Rz. 177

Das schiedsrichterliche Verfahren beginnt – anders als das vor staatlichen Gerichten – nicht mit der Erhebung der Klage, sondern mit dem Tag, an dem der Beklagte den Antrag, die Streitigkeit einem Schiedsgericht vorzulegen, empfangen hat. Dies bestimmt § 1044 ZPO. Dabei ist diese Regelung wiederum abänderbar. Sie gilt nur, wenn die Parteien nichts anderes vereinbart haben.

 

Rz. 178

Dass der Antrag nicht identisch ist mit der Schiedsklage zeigt § 1044 Satz 2 ZPO. Danach muss der Antrag die Bezeichnung der Parteien, die Angabe des Streitgegenstandes und einen Hinweis auf die Schiedsvereinbarung enthalten.
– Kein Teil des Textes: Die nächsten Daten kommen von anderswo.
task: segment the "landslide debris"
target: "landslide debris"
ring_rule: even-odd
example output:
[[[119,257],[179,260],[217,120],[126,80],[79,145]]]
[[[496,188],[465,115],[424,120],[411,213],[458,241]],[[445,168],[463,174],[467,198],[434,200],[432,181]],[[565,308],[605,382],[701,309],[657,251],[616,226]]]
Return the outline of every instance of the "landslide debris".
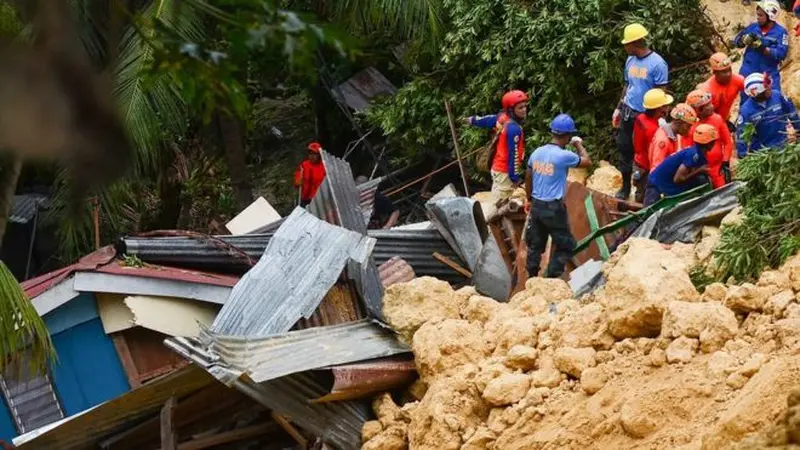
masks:
[[[631,239],[580,300],[541,278],[505,304],[432,280],[392,286],[384,311],[420,374],[404,397],[419,400],[379,397],[363,448],[792,448],[800,256],[700,295],[690,253]]]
Demgegenüber regelt § 1046 ZPO den Inhalt der Schiedsklage, der davon abweicht.

 

Rz. 179

Der den Beginn des schiedsgerichtlichen Verfahrens auslösende Antrag muss enthalten:

Die Bezeichnung der Parteien
Die Angabe des Streitgegenstandes (Individualisierung des Anspruchs, ähnlich wie im Mahnantrag)
Einen Hinweis auf die Schiedsvereinbarung
 

Rz. 180

Der Sinn dieser Regelung besteht darin, schon zu einem frühen Zeitpunkt die Wirkungen des Beginns des schiedsrichterlichen Verfahrens einsetzen zu lassen. Dazu gehört in erster Linie die Hemmung der Verjährung entsprechend § 204 Abs. 1 Nr. 11 BGB. Die materiell rechtlichen Wirkungen des Beginns des schiedsrichterlichen Verfahrens sind weiter dieselben, die an den Eintritt der Rechtshängigkeit der Klage vor dem staatlichen Gericht geknüpft sind, also

Eintritt des Verzugs (§ 286 Abs. 1 Satz 2 BGB)
Entstehung des Anspruchs auf Prozesszinsen (§ 291 BGB)
Die Entstehung der Haftung bei einer Herausgabepflicht (§ 292 BGB)
Das Verhindern des Erlöschens von Besitzansprüchen nach verbotener Eigenmacht nach § 864 Abs. 1 BGB
Einfluss auf Nutzungs-, Schadens- und Verwendungsersatzansprüche nach §§ 987, 989 und 994 BGB.
 

Rz. 181

Mit den oben genannten Angaben ist der Streitgegenstand hinreichend deutlich abgegrenzt, ohne dass es des für die Schiedsklage erforderlichen Antrages bedürfte. Damit ist ein eindeutiger Bezug zur Schiedsvereinbarung hergestellt.

 

Rz. 182

 

Beispiel

Die Eheleute M und F haben einen Ehevertrag geschlossen. Für die Auseinandersetzung ihrer Ansprüche auf Ausgleich des Zugewinns haben sie eine Schiedsvereinbarung getroffen. M beabsichtigt, von der F Zahlung eines Zugewinnausgleichs zu verlangen. Es droht der Eintritt der Verjährung.

 

Rz. 183

Der Grund für das Auseinanderfallen des Beginns des schiedsrichterlichen Verfahrens und der Zustellung der Klageschrift liegt darin, dass jedenfalls dann, wenn nicht ein institutionalisiertes Schiedsgericht angerufen werden soll, zunächst einmal ein Schiedsgericht bestellt werden muss. Dafür kann möglicherweise ein längerer Zeitraum benötigt werden, ohne dass der klagende Ehegatte die Möglichkeit hätte, etwa die Hemmung der Verjährung zu erreichen. Würde in dem oben genannten Beispiel der M darauf angewiesen sein, Klage vor dem Schiedsgericht zu erheben, um die Verjährungshemmung eintreten zu lassen, könnte es die F allein durch langes Taktieren erreichen, dass es zu keiner Einigung über die Zusammensetzung des Schiedsgerichts kommt. Der M hätte keine Möglichkeit, durch eigenes Tätigwerden die gewünschte Wirkung des Eintritts der Verjährungshemmung zu erzielen, während er bei Zuständigkeit des staatlichen Gerichts einseitig Klage erheben könnte, die Hemmung der Verjährung also ohne Zutun der F eintreten lassen könnte.

 

Rz. 184

Gerade bei institutionalisierten Schiedsgerichten erfolgt die Einleitung des Schiedsverfahrens häufig dadurch, dass beide Parteien eine Schiedsordnung unterzeichnen und diese dem Schiedsgericht zuleiten.[94]

[94] Vgl III.1 der Schiedsordnung des Norddeutschen Schiedsgerichts.